Q: How does the extract pipeline work?
- A: The extract pipeline is a series of steps that are executed to extract data from a JDBC source and save it to an S3
bucket. The pipeline starts with a Lambda function that is responsible for consuming the event payload, which contains
a list of tables to extract and additional data needed for the job. This function then sends the payload to an AWS
Step Function that triggers an extract job. The pipeline then iterates through the list of tables to extract, and for
each table, it determines the appropriate extract plan and updates the extract tracking table in DynamoDB. The
pipeline then uses Glue to start the extract job run using the input arguments constructed from the event payload, and
it saves the extracted data to an S3 bucket.
Q: What is the extract config manager in the pipeline?

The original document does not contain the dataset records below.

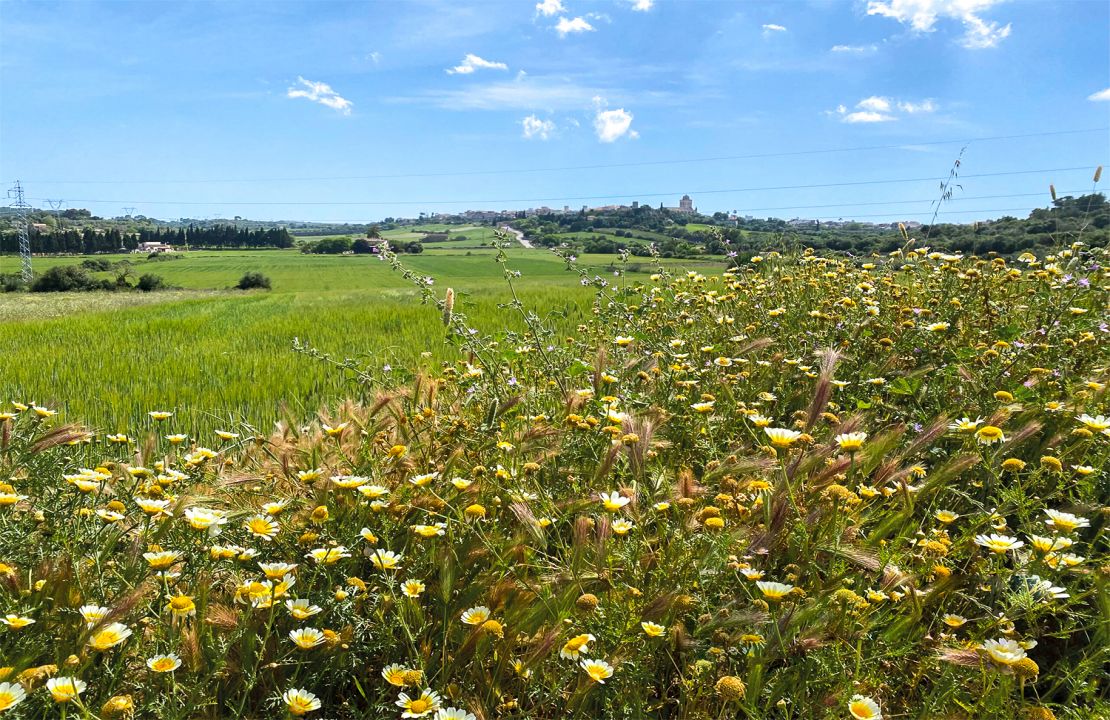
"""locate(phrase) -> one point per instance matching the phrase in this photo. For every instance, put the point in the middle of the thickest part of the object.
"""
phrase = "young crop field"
(806, 487)
(220, 356)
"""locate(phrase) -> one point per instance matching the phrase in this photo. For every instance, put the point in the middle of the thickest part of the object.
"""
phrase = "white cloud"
(879, 109)
(536, 128)
(866, 117)
(874, 103)
(982, 34)
(578, 24)
(548, 8)
(612, 124)
(922, 14)
(914, 108)
(530, 93)
(320, 92)
(472, 62)
(854, 49)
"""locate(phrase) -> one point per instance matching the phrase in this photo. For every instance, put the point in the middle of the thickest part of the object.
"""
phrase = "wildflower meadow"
(799, 487)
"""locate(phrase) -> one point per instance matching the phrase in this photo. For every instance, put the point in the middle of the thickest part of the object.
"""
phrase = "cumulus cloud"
(879, 109)
(548, 8)
(320, 92)
(922, 16)
(866, 117)
(472, 62)
(565, 26)
(875, 103)
(612, 124)
(914, 108)
(535, 128)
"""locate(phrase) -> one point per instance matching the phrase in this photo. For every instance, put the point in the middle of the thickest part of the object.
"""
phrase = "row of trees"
(91, 241)
(1069, 219)
(359, 246)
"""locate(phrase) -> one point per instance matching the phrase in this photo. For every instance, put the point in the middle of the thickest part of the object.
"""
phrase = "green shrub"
(252, 280)
(151, 282)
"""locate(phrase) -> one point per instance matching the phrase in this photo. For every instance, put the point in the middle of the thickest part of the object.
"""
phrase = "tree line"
(1068, 219)
(91, 241)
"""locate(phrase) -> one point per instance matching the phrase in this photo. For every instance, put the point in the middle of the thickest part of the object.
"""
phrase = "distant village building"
(154, 247)
(685, 205)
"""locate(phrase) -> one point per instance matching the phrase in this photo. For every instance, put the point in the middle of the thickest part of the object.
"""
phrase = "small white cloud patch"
(565, 27)
(874, 103)
(880, 109)
(613, 124)
(320, 92)
(548, 8)
(534, 128)
(922, 14)
(472, 62)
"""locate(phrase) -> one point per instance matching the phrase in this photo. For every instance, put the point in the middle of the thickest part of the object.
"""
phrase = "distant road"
(520, 235)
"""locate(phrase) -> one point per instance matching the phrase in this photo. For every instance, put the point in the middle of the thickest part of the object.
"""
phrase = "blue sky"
(359, 111)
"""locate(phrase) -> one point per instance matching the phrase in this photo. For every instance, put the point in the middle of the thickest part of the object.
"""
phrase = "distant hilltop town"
(685, 206)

- A: The extract config manager is a Lambda function that is responsible for consuming the event payload, which contains
a list of tables to extract and additional data needed for the job. This function then constructs the input arguments
for the extract jobs and sends the payload to the AWS Step Function that triggers the extract job.
Q: What is the extract tracking table?
- A: The extract tracking table is a DynamoDB table that is used to store information about the progress of the extract
pipeline. This table contains information such as the last successful high watermark value, the last successful low
watermark value, and the status of the extract job.
Q: How does the pipeline determine the appropriate extract plan?
- A: The pipeline determines the appropriate extract plan by comparing the provided high watermark value and low
watermark value with the values stored in the extract tracking table. If the provided values are not specified, the
pipeline will use the values stored in the extract tracking table.
Q: What is the Glue job responsible for in the pipeline?
- A: The Glue job is responsible for running the extract job using the input arguments constructed from the event
payload. It reads the data from the JDBC source using the pushdown query and saves the extracted data to an S3 bucket.